Polaris saw sales declines for the quarter in its other main business lines — motorcycles, electric and military vehicles and North American off-road vehicles.

"Retail sales results were somewhat mixed, with greater than 20 percent snowmobile growth helping to offset modest weather-related declines in off-road vehicles, motorcycles and boats, although all three of these segments came on strong at the end of March," CEO Scott Wine said.

While select product price increases helped overall sales, higher operational costs and trade tariffs tugged at the bottom line, the company said. Additionally, the company saw ramped-up pricing competition from Harley-Davidson and other players in the midsize motorcycle market.

Still, the Medina-based company met investors' expectations, and Polaris raised its end-of-year guidance. But after a roller-coaster day for the stock, shares on Tuesday closed down about 1.2% at $97.75.

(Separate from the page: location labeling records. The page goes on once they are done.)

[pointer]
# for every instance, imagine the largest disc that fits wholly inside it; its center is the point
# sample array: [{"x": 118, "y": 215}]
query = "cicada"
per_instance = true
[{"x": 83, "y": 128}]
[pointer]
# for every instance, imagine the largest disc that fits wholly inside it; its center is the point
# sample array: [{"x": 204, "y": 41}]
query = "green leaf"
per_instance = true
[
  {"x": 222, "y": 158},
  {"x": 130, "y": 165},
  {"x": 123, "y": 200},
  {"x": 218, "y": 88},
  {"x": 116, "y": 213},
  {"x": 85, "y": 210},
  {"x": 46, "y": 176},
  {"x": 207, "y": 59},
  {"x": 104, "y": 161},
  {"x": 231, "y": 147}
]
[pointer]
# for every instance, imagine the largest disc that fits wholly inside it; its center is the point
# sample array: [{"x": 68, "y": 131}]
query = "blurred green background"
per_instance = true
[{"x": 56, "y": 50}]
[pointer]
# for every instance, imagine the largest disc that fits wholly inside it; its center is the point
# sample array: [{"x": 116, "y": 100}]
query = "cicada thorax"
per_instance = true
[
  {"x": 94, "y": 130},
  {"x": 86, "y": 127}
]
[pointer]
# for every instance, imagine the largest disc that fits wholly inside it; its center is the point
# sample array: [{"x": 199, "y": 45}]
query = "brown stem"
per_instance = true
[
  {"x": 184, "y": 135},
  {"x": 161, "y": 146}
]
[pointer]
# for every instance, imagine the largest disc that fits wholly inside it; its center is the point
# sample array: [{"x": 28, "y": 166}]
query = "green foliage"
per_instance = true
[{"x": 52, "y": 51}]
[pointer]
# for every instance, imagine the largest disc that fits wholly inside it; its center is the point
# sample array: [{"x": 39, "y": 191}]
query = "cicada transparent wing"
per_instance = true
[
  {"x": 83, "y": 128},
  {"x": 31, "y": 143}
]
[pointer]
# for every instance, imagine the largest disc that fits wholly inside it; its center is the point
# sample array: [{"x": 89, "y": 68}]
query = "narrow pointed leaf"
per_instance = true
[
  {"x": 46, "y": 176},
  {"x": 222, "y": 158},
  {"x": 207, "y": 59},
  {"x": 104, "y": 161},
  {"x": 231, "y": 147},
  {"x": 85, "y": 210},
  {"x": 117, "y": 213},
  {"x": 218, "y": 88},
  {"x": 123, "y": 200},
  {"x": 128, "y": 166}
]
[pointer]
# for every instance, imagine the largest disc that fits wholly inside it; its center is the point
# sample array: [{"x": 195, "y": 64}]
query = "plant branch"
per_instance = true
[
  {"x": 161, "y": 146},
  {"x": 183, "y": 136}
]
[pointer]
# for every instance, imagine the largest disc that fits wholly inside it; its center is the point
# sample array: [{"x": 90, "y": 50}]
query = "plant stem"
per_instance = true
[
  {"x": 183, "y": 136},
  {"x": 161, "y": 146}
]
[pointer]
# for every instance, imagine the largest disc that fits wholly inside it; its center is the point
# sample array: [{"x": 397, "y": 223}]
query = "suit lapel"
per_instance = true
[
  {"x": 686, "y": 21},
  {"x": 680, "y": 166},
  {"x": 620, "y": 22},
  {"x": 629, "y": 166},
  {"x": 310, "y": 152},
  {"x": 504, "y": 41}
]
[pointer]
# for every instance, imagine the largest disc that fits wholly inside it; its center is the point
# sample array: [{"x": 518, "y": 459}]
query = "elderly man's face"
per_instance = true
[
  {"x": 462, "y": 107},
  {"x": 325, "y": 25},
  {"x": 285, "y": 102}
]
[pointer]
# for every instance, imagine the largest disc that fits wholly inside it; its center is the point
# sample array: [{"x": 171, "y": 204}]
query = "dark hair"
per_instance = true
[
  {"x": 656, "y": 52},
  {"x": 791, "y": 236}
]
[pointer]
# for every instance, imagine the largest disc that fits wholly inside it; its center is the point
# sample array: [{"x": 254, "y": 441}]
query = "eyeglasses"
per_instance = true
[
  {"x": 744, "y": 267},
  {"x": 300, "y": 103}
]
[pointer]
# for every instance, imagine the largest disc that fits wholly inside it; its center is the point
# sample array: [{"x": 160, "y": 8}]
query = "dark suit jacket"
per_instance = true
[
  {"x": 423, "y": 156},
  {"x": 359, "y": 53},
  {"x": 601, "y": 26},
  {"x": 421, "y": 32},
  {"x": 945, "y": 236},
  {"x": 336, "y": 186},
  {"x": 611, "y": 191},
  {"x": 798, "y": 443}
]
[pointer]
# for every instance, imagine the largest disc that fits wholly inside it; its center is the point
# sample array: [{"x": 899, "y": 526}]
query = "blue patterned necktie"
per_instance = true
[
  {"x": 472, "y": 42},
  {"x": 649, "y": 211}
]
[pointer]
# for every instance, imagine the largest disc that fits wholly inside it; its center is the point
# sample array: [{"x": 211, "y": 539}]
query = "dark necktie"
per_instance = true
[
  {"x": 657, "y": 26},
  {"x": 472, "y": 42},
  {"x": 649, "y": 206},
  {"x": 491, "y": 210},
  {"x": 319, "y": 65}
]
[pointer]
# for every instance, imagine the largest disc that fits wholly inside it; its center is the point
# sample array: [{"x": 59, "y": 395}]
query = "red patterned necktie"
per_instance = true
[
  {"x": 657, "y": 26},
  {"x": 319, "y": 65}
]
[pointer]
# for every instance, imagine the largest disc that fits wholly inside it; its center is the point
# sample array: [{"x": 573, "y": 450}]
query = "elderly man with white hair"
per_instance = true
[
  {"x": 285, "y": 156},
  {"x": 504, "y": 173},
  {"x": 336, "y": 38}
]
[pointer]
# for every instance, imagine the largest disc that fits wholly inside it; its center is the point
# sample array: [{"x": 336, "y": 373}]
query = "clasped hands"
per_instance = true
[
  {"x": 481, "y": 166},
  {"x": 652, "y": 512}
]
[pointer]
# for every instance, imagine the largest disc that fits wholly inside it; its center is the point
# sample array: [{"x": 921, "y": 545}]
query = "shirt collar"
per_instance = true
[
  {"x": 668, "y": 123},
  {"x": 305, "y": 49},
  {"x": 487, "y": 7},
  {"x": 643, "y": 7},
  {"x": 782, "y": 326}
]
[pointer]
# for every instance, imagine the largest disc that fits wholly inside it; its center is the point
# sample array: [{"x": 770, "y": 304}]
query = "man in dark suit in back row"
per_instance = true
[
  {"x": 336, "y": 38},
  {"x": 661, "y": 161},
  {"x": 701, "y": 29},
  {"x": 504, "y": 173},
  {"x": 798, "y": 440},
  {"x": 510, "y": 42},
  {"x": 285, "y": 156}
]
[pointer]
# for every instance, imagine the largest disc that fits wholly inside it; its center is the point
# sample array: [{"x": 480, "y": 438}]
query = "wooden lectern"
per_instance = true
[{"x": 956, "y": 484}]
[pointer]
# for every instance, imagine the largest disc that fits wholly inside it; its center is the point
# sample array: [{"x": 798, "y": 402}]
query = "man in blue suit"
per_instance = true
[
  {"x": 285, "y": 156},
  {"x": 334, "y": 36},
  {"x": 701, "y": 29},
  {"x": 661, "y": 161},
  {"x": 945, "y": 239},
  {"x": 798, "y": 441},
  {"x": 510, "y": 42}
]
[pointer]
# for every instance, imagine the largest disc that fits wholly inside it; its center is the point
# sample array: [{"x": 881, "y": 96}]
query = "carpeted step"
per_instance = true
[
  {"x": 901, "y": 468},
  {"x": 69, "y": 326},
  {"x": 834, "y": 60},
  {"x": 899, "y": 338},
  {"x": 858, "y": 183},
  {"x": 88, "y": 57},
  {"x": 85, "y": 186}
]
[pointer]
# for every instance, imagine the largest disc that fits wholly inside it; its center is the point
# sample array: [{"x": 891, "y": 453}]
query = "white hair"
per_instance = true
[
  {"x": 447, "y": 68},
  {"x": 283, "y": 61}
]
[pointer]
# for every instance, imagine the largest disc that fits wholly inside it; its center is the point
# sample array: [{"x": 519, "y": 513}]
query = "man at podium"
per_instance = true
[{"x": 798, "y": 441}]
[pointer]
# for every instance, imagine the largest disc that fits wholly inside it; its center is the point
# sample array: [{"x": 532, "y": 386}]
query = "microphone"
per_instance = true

For the quarter ended March 31, the company's earnings were $48.4 million, or 78 cents a share. Excluding one-time items, it earned $1.08 per share, down 9%. Analysts expected adjusted per-share profit of 91 cents.

Sales rose 15% to $1.5 billion, with the company's newly acquired boat-manufacturing businesses contributing nearly $185 million to the quarter.

Polaris increased its full-year earnings guidance to be in the range of $6.05 to $6.30 a share. That's up from the previous range of $6 to $6.25 per share. The new outlook includes the absorption of $80 million to $90 million of additional tariff costs anticipated in 2019 over 2018.

Wine told analysts that projected trade-tariff costs are expected to lower in the future, especially as the United States and China continue trade negotiations and delay tariff increases on some products.

Executives reiterated their forecast for sales growth of 11% to 13% in 2019.